Sağlık kenti Samsun'da 'ne kadar
sağlıksız bir sözde sağlık hizmeti' var.. Özel hastanelere gidenler 'Parayı
gözden çıkarıyor da' sesleri çıkmıyor.. Devlet Hastanesi'ne giden, çileyi yine
'yaşıyor'.. Manşet haberimizde okuyacaksınız; Gazi Hastanesi'nde EMAR
çilesini.. Ama çile yetersiz bir kelime olarak kalıyor..
Sonrasındaki gelişmeler, açıklamalar
'tam bir skandal boyutta'.. Öyle ki; vatandaş burada sorununu çözemiyor ve
Başbakan Davutoğlu'na kadar iletiyor.. Olayın seyri şöyle; Bir hasta ortopedi
bölümünden dizindeki ağrı nedeniyle randevu alıyor.. Gidiyor muayenesini
oluyor.. Buraya kadar her şey normal.. Bir hafta sonrasına EMAR çekimi için
randevu veriyorlar.. Devlet Hastanesi'dir 'süre verebilirler' bu da normal.. EMAR
çekiliyor, 13 gün sonrasına sonuçlar için randevu veriliyor.. Hadi devlet
hastanesidir, bu da normal olsun.. Normal olmayan ne biliyor musunuz?.. Her gün
sonuçlar çıktı mı diye gidiyorsun ve 'Hayır' yanıtı alıyorsun.. Günler böyle
gelip geçiyor.. Hastanın psikoloji sıfır.. Çünkü 8 yıl göğüs kanseri tedavisi
görmüş.. Acaba kötü bir şey var da söylemiyorlar mı diye 'uykuları kaçıyor'..

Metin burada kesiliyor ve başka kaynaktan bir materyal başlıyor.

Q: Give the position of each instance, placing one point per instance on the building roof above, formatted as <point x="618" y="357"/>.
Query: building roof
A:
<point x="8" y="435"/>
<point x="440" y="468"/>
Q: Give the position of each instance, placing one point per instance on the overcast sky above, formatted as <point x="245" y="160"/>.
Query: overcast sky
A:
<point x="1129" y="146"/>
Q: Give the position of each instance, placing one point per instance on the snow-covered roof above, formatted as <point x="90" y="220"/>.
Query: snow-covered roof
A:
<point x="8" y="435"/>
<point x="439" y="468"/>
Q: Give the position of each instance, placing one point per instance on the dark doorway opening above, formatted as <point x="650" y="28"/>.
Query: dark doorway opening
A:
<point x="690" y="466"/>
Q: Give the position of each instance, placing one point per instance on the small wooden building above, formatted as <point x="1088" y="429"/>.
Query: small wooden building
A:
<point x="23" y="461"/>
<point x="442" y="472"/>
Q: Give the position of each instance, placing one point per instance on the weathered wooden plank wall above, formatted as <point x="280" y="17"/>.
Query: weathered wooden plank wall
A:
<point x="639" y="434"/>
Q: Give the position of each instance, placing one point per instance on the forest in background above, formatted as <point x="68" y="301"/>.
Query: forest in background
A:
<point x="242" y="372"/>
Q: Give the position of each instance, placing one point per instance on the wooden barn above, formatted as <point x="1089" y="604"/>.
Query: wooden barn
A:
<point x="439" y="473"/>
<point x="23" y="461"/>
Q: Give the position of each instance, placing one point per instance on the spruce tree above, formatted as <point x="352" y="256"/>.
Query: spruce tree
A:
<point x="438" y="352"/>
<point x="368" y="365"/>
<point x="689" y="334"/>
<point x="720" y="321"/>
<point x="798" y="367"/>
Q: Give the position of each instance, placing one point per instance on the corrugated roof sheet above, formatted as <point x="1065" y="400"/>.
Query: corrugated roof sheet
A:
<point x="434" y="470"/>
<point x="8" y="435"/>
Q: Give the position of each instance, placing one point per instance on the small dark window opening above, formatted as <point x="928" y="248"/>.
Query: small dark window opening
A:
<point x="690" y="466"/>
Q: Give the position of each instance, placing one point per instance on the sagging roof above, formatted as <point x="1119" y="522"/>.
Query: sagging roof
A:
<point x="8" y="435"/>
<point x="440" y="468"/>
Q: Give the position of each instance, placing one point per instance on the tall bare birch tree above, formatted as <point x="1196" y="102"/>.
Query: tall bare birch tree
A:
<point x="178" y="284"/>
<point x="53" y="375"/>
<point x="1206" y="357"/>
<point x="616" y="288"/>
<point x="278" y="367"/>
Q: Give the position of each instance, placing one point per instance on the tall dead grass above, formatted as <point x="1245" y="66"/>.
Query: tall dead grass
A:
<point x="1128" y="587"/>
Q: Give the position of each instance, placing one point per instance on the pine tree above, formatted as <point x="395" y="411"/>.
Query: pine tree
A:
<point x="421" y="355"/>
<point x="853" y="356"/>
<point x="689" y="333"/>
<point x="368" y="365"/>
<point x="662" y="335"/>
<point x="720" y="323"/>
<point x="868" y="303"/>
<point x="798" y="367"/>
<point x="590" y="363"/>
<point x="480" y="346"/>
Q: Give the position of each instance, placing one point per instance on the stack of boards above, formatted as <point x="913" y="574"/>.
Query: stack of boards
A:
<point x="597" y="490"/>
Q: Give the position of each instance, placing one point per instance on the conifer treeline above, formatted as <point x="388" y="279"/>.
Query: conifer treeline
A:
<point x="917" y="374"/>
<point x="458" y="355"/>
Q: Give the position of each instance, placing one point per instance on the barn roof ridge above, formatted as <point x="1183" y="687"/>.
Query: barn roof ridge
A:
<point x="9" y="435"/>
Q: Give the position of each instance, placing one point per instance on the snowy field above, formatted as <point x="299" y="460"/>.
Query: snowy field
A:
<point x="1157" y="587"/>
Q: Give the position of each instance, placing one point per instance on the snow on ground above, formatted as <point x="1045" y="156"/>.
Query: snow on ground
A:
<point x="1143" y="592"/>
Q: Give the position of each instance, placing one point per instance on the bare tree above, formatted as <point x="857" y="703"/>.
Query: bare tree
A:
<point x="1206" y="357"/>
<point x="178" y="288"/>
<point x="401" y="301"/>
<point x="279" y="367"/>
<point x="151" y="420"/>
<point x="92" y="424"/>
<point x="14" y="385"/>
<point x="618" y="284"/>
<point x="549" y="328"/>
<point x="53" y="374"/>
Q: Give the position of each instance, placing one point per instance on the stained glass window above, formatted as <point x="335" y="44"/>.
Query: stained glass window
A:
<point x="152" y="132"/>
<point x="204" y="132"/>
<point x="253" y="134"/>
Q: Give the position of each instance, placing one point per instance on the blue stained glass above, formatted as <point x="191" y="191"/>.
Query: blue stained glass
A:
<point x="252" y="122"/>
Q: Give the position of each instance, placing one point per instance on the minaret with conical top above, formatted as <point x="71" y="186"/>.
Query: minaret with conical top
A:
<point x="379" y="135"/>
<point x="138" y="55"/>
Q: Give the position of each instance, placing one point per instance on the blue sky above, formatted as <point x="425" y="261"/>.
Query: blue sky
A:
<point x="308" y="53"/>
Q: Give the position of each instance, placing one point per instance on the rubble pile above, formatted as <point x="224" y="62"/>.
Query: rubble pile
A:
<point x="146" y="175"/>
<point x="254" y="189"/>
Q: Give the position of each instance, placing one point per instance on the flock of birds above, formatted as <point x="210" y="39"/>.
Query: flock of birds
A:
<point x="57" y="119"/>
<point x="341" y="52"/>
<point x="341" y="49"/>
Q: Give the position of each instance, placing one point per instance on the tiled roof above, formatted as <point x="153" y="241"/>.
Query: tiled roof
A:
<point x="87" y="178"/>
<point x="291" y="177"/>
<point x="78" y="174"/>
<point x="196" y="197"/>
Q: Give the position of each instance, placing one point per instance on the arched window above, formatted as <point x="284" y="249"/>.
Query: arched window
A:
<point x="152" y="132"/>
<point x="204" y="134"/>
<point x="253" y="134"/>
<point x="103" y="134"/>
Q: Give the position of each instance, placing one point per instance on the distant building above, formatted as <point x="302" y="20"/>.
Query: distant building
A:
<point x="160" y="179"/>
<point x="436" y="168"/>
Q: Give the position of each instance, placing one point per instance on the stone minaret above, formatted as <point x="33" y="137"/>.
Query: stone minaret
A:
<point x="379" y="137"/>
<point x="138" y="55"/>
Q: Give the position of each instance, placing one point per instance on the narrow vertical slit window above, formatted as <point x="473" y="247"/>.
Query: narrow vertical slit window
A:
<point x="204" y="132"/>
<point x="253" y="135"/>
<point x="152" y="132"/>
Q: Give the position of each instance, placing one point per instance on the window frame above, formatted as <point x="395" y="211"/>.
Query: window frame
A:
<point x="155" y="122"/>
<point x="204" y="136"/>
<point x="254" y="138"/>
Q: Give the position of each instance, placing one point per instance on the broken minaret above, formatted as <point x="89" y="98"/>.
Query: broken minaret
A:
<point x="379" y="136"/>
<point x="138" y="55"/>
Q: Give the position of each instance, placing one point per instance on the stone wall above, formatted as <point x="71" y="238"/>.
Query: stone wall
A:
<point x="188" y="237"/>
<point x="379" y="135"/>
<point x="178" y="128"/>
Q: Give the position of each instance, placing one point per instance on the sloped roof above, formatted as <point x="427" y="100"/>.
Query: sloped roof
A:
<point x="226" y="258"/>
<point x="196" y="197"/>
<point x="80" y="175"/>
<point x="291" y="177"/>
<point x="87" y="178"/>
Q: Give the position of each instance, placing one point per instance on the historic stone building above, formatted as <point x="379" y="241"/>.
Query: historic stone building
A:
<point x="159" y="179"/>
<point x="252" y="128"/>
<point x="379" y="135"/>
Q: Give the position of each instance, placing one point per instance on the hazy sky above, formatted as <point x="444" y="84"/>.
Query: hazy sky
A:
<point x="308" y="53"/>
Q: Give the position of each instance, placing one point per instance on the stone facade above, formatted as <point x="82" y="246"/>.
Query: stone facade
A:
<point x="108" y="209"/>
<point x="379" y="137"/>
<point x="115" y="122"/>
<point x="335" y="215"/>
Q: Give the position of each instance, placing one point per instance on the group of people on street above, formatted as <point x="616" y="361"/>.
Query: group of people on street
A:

Oysa sorun farklı.. Bugün git yarın
gel keyfi değil.. EMAR cihazı bozuk ve çektiği sonuçların yorumlanabilmesi için
o çekilen veriyi vermesi gerekiyor.. Bu konuda işin ilginci muhatapta yok.. Kimse
yanıt vermiyor, nedenleri anlatmıyor hastaya ve yakınlarına.. Hasta yakını
çaresiz kalıyor ve..
Yazıyor dilekçesini Başbakan Ahmet
Davutoğlu'na… Her şeyi anlatıyor.. Haklı da.. Bizim arkadaşlarımız da muhatap
aradı ama bulmakta zorlandı.. Yanıt verenler de 'aman ismimizi yazmayın'
diyor..
Sarı çizmeli Mehmet ağa dönemi sanki..
Bir makamı işgal ediyor ama adının yazılmasını istemiyor.. İşin ilginci Sağlık
Müdürlüğü ile Kamu Hastaneleri Birliği Genel Sekreterliği arasında tam bir
yetki kargaşası hakim.. Bu olay bir top olmuş aralarında paslaşıyorlar adeta.. Sağlık
Müdürlüğü'nün ne iş yaptığını anlayamadım açıkçası bu olaydan sonra.. Konumuz o
değil ama önemli.. Neyse sonuçta Kamu Hastaneleri Birliği Genel
Sekreterliği'nden biri bir şeyler anlattı.. Sorunu biliyoruz, cihazların bakım
anlaşmasını yapan şirketle Gazi Hastanesi'nin sözleşmesi fesih olmuş falan
filan.. Yani skandal..
Sağlıkta şu kadar memnuniyet, şu kadar
başarı diyen Sağlık Bakanı Samsun Gazi Hastanesi'ne sorsun bakalım.. 'Vatandaşa
ne sizin şirket ile aranızdaki sözleşmeden' diye.. O makama oturduğunuza göre,
anlaşmayı zamanında yapacaksın, sorun varsa çözeceksin, öyle değil mi?.. Sorun
çözemiyorsanız makamda işiniz ne diye sorarlar adama.. Kamu Hastaneleri Birliği
yetkilisinin söylediği bir sözü çok sevdim.. Hasta Hakları Şikayet Kutusu
varmış.. Oraya hasta yakınlarının bir yazı yazmalarını istemiş.. Çok şükür diyelim buna da..
Bakın şikayet edecek bir yetkili
bulduk.. O da çıka çıka bir kutu çıktı.. Ağzı var dili yok... At dilekçeyi
içine 'bekle ki yanıt gelsin'.. Kutuya gitmeme gerek yok.. Buradan ilan
ediyorum.. Şikayetçiyim.. Kamu Hastaneleri Birliği Genel Sekreterliği'nin
ortaya çıkması ve Başhekimler ile Sağlık Müdürlüğü'nün yetkilerinin
tırpanlanmasından sonra 'işler karıştı'.. Hastaneler sorun yumağı oldu..
Kalitesiz ameliyat malzemeleri
şikayetleri arttı.. Hasta yakınları 'hastane içinde sorunlarını' çözemez oldu..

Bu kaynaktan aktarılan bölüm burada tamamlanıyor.